Friday, November 19, 2004

USB Flash

ok. i just bought an el cheapo usb 1.1 64mb flash drive (US$12.5).

now surprisingly, suse 9.1 professional, automatically mounted the drive. isn't that amazing?

i run debian sid... now i tried it. ok it didn't mount it automatically. i had to run mount as root but still, man, it worked! :D

i of course was surprised. i half expected the device not to work.

linux is almost ready for prime time!

Thursday, October 28, 2004

What is Clustering

Recent years seem to have sparked a lot of interest in Clustering Technology. In one form or another, clusters will exist and seamless in our everyday lives and vital for the future of computing.

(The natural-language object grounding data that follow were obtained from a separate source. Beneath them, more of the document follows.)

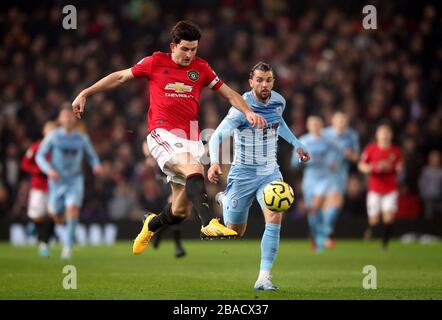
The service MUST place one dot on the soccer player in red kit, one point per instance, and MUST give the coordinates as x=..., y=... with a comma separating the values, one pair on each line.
x=38, y=194
x=175, y=81
x=382, y=162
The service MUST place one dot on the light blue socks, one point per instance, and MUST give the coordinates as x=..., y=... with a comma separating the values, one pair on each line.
x=269, y=245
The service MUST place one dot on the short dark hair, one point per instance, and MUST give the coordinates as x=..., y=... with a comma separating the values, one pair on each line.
x=385, y=123
x=262, y=66
x=185, y=30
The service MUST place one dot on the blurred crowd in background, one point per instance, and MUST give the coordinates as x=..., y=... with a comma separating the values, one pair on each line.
x=323, y=60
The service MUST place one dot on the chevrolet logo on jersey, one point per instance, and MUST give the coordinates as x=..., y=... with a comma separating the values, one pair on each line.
x=178, y=87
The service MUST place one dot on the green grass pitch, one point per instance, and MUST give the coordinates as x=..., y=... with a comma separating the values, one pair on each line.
x=224, y=269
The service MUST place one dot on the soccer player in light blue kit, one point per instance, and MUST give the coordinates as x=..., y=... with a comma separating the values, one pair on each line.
x=348, y=139
x=67, y=148
x=254, y=164
x=318, y=179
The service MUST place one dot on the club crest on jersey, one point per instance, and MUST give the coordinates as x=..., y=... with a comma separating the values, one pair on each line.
x=193, y=75
x=279, y=110
x=178, y=87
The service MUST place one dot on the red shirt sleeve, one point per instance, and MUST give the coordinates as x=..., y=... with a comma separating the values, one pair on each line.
x=365, y=157
x=143, y=69
x=398, y=156
x=211, y=80
x=28, y=163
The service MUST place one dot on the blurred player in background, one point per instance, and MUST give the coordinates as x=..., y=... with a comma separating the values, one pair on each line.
x=176, y=228
x=67, y=148
x=318, y=183
x=176, y=80
x=254, y=165
x=382, y=162
x=38, y=194
x=348, y=139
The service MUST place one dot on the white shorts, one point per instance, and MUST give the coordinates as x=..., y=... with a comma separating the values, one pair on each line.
x=37, y=203
x=164, y=145
x=378, y=202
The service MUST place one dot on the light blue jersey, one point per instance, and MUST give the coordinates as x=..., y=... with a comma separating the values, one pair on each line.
x=317, y=179
x=255, y=159
x=66, y=155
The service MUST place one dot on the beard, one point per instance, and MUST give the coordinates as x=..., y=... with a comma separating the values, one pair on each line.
x=262, y=95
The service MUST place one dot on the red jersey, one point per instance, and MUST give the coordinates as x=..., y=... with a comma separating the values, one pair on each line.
x=382, y=180
x=175, y=92
x=38, y=179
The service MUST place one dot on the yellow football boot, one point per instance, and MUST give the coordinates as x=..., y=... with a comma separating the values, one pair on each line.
x=215, y=230
x=142, y=240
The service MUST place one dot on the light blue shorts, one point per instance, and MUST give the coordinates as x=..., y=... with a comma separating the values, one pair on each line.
x=243, y=185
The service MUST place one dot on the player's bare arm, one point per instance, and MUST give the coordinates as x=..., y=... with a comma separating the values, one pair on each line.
x=304, y=156
x=364, y=167
x=111, y=81
x=238, y=102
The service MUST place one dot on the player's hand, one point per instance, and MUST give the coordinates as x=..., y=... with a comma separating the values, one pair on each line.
x=53, y=175
x=78, y=105
x=257, y=121
x=333, y=167
x=98, y=170
x=214, y=173
x=383, y=166
x=303, y=156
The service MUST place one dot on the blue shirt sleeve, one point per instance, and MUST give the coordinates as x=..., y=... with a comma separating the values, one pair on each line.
x=356, y=146
x=91, y=155
x=43, y=149
x=224, y=130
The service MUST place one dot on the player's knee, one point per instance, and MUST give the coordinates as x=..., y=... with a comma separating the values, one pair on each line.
x=273, y=217
x=239, y=228
x=388, y=218
x=373, y=220
x=180, y=211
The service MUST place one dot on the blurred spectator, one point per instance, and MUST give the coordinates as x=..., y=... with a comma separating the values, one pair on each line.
x=323, y=61
x=430, y=185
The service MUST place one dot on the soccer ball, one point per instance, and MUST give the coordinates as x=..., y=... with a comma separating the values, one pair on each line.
x=278, y=196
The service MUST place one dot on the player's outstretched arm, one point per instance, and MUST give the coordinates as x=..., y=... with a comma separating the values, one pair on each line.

Clustering is not a new methodology. Clusters have been around for decades! There are myriad ways why one would “cluster” computers. Some, because they demand computing power that “ordinary” computers can not provide or because their setup demands redundancy at multiple levels. Clusters are aptly named because you put together individual computers to serve a purpose and typically modern clusters are designed in such a way that the end user “sees” just one machine.

We can generally define two distinct methodologies of clusters: Highly Available Computing (HA) and High Performance Computing (HPC). Each have their own distinct purpose.

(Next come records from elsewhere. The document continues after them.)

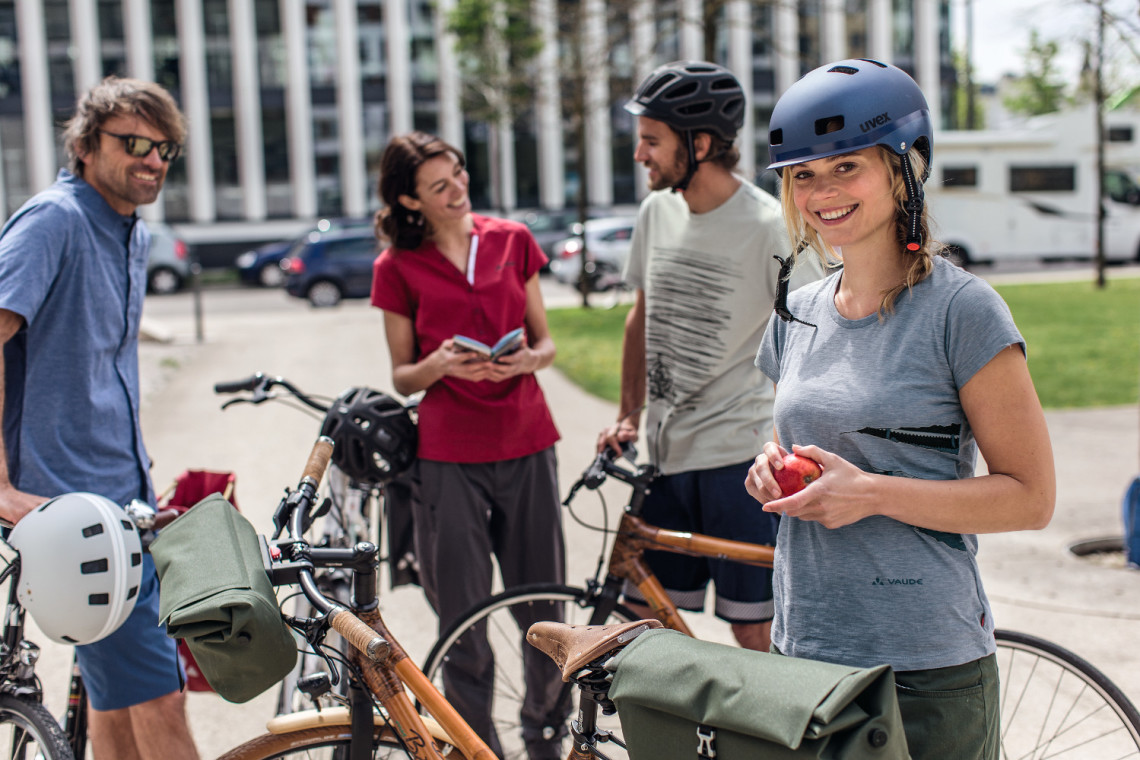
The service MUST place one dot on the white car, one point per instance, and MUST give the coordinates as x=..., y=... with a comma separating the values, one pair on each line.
x=169, y=266
x=608, y=242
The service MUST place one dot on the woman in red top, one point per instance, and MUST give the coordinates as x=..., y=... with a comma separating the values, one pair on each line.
x=487, y=468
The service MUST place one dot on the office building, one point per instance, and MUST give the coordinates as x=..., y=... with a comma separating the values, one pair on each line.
x=291, y=101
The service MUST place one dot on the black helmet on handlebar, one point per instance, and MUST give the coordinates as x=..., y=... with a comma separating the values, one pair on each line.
x=374, y=436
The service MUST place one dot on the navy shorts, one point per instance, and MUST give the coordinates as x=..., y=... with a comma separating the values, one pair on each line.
x=138, y=662
x=711, y=501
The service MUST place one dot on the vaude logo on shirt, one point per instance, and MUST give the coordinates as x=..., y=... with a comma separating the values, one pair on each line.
x=878, y=121
x=897, y=581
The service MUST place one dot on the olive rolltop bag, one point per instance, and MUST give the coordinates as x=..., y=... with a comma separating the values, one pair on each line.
x=216, y=595
x=680, y=699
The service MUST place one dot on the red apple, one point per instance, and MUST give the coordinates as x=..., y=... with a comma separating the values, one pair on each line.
x=796, y=474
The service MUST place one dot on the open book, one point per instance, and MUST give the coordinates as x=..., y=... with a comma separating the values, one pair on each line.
x=509, y=343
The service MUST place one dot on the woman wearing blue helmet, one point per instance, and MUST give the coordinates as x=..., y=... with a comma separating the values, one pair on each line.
x=894, y=373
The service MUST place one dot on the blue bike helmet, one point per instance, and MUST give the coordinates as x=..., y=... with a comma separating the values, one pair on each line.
x=692, y=96
x=851, y=105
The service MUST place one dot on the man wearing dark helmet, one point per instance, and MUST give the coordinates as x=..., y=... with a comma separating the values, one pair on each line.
x=706, y=278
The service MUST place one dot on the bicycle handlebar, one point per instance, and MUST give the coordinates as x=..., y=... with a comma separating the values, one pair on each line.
x=260, y=385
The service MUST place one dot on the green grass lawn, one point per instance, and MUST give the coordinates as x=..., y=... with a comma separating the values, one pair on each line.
x=1084, y=343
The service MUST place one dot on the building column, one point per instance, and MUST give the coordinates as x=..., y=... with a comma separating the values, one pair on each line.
x=251, y=157
x=35, y=95
x=786, y=46
x=84, y=29
x=192, y=66
x=832, y=31
x=299, y=111
x=397, y=39
x=692, y=30
x=739, y=16
x=927, y=56
x=447, y=71
x=644, y=34
x=599, y=153
x=349, y=112
x=548, y=111
x=138, y=34
x=879, y=37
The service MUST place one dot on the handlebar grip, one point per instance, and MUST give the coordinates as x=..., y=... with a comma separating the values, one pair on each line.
x=318, y=459
x=359, y=635
x=237, y=386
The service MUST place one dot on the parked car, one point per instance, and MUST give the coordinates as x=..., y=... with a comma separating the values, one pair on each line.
x=168, y=264
x=608, y=242
x=262, y=266
x=326, y=267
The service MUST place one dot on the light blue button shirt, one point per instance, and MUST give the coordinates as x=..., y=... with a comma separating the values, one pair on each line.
x=75, y=270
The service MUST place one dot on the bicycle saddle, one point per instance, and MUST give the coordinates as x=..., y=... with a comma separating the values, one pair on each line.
x=572, y=647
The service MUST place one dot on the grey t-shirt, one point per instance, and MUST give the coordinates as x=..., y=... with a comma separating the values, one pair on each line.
x=710, y=283
x=885, y=397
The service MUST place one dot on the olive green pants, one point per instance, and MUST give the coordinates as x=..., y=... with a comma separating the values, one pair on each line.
x=951, y=712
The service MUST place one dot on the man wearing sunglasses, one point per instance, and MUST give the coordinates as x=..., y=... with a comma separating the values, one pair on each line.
x=72, y=278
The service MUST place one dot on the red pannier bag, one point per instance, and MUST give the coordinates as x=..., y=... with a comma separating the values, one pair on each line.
x=187, y=490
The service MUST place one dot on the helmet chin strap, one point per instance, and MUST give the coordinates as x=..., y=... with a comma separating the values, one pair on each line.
x=683, y=185
x=914, y=201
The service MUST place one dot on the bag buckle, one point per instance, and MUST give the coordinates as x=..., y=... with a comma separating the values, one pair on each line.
x=706, y=742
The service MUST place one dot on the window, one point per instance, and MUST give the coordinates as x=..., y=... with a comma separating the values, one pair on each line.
x=1042, y=179
x=959, y=177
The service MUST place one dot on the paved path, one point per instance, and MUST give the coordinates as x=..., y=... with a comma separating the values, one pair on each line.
x=1036, y=585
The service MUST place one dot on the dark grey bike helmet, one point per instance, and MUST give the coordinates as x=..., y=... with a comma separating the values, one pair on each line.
x=849, y=105
x=374, y=436
x=692, y=96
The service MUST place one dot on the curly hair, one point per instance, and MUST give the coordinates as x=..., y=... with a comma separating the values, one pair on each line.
x=113, y=97
x=398, y=166
x=920, y=262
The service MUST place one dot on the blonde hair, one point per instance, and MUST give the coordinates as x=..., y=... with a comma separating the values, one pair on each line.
x=921, y=261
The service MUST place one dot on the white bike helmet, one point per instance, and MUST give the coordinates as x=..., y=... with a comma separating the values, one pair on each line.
x=81, y=565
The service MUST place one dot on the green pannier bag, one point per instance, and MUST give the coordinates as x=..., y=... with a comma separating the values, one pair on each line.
x=216, y=595
x=682, y=699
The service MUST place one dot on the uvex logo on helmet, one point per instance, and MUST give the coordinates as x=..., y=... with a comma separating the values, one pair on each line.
x=878, y=121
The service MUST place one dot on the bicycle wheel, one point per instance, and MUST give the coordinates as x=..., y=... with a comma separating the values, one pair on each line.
x=27, y=732
x=323, y=743
x=1055, y=704
x=502, y=621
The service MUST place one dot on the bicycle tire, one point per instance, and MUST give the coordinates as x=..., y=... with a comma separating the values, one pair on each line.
x=27, y=729
x=323, y=742
x=507, y=643
x=1056, y=704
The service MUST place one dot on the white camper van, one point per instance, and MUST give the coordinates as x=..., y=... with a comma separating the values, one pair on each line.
x=1032, y=193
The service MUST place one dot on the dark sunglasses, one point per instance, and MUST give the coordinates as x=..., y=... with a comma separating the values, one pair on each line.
x=140, y=146
x=782, y=278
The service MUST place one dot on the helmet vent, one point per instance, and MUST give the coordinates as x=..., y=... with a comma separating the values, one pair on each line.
x=829, y=124
x=695, y=109
x=94, y=566
x=682, y=90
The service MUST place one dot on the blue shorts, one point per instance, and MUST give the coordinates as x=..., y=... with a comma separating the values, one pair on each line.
x=711, y=501
x=138, y=662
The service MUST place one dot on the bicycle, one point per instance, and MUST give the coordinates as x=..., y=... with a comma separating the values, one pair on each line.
x=1050, y=700
x=350, y=512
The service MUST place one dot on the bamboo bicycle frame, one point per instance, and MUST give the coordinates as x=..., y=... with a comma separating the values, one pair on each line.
x=635, y=536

Lets talk HA. Highly Available Computing is so named because they are deployed in mission critical setups. It simply means that at no time must the service be denied a user. These are done by Data Centers, Financial Institutions, Media Groups, Email providers, Governments, Military, DNS servers, etc. HA have redundancy built into them. Thats the whole purpose. The “Machine” typically have multiple hard drives, power supplies and entire systems that should any one item or “point of failure” go down another machine or device must take its place. Yet at the same time, data must be secure and available and this action must be seamless to the end user!

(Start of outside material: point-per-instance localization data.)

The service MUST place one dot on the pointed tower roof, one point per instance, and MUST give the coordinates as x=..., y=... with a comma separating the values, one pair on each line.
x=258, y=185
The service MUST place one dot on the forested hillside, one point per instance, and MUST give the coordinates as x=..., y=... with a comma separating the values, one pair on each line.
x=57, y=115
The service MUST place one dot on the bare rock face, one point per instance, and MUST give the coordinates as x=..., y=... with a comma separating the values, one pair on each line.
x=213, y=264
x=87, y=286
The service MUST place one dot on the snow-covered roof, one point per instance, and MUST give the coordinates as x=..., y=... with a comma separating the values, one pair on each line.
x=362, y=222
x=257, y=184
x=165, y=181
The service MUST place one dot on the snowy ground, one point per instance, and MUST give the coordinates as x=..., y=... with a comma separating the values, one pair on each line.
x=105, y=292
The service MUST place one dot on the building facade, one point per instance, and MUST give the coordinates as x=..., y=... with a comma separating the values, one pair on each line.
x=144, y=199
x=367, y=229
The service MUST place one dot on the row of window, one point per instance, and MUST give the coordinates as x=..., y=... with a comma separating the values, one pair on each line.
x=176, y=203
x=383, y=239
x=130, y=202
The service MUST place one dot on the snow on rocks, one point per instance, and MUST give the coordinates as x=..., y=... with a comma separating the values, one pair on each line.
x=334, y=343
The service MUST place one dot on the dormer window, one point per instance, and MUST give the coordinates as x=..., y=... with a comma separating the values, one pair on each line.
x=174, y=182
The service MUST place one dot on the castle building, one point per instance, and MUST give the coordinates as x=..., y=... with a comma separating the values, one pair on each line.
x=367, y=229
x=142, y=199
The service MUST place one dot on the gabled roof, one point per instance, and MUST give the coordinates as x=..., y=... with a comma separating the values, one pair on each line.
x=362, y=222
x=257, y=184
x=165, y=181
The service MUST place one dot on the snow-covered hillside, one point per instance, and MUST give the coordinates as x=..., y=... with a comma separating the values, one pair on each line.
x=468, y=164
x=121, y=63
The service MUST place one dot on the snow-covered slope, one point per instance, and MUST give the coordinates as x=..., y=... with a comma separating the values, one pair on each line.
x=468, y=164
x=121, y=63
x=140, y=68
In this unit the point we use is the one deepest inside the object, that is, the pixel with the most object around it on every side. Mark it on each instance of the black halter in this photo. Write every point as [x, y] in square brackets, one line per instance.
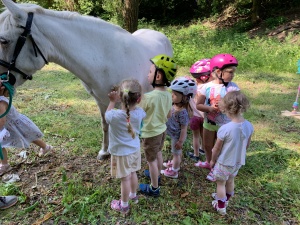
[20, 43]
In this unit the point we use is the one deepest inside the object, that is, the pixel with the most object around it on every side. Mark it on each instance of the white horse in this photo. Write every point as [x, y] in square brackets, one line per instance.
[100, 54]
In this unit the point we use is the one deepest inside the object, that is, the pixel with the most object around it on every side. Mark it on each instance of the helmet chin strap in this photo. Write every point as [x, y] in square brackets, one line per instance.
[153, 82]
[223, 82]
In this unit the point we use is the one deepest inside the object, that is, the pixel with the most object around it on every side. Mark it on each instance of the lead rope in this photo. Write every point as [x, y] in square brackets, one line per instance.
[10, 89]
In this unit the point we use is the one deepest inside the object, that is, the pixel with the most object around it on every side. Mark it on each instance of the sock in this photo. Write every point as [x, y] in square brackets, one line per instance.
[132, 195]
[124, 204]
[228, 195]
[176, 170]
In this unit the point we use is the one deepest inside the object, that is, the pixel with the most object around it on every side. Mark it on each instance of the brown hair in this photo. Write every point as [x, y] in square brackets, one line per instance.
[130, 93]
[234, 103]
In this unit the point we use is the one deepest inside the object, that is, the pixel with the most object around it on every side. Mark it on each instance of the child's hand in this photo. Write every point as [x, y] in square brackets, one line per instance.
[178, 145]
[114, 96]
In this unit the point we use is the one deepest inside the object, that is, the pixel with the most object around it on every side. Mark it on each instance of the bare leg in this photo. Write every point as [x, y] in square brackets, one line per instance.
[230, 185]
[159, 161]
[196, 142]
[5, 160]
[125, 188]
[209, 138]
[133, 182]
[221, 191]
[103, 153]
[176, 161]
[154, 172]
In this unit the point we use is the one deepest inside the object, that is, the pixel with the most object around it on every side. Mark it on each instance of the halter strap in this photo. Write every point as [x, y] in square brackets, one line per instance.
[20, 43]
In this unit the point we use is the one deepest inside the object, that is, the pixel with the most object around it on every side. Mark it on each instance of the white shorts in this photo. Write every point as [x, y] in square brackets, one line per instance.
[222, 172]
[122, 166]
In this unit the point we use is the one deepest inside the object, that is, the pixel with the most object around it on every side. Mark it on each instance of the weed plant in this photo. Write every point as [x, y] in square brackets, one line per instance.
[80, 189]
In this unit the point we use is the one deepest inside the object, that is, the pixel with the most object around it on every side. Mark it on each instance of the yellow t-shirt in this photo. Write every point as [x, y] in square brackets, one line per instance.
[157, 105]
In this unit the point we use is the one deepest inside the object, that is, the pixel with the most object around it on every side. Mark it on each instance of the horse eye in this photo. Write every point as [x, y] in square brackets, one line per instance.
[3, 41]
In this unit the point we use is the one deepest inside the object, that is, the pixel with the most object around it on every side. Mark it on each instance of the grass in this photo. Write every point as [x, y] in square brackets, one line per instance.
[73, 188]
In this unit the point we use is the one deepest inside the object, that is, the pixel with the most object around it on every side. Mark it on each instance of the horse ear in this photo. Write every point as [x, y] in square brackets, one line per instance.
[18, 14]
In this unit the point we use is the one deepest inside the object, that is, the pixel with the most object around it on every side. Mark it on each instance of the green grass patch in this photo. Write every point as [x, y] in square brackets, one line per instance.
[76, 189]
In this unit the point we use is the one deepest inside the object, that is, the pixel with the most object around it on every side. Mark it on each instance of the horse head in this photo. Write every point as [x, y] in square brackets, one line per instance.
[20, 55]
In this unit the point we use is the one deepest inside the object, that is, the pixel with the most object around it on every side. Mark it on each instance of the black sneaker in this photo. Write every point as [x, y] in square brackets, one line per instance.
[192, 156]
[147, 174]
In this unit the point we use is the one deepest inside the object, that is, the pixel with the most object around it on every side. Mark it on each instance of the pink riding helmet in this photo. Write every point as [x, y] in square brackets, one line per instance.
[221, 61]
[201, 69]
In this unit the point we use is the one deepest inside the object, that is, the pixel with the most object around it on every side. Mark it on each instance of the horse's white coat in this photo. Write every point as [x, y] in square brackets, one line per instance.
[99, 53]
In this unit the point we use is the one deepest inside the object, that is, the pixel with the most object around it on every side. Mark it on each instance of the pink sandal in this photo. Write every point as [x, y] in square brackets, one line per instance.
[211, 176]
[205, 165]
[116, 205]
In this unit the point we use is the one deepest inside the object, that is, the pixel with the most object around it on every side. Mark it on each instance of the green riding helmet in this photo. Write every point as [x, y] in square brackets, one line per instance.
[167, 64]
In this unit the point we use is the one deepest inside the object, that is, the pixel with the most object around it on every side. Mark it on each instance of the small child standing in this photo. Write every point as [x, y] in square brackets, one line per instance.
[222, 67]
[200, 70]
[157, 104]
[22, 131]
[229, 151]
[124, 145]
[183, 89]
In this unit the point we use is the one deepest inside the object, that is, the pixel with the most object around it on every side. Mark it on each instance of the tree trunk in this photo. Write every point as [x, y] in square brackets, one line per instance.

Another methodology is called High Performance Computing (HPC). True, HPC is not limited to clustering technology and can mean massively parallel processors but for our discussion we will limit ourselves to HPC as they pertain to Clusters.

As its name implies, High Performance Computing's focus is crunching numbers. Thats its primary purpose. These machines are typically used in laboratory settings--- their purpose in life is to crunch numbers, decode DNA, predict the weather, track satellites and search for that obscure baby name site on the Internet. A pretty good example of HPC are those deployed by Google which they use to search information quickly.

David Becker and Thomas Sterling of NASA back in the 1990s had this idea. Why not build a High Performance Computer out of commodity components? PCs and PC parts had gone to price levels that were so cheap that coupling of PCs to build a supercomputer was possible. Enter the age of Commodity Off-the Shelf-based High Performance Computing which was called “Beowulf”.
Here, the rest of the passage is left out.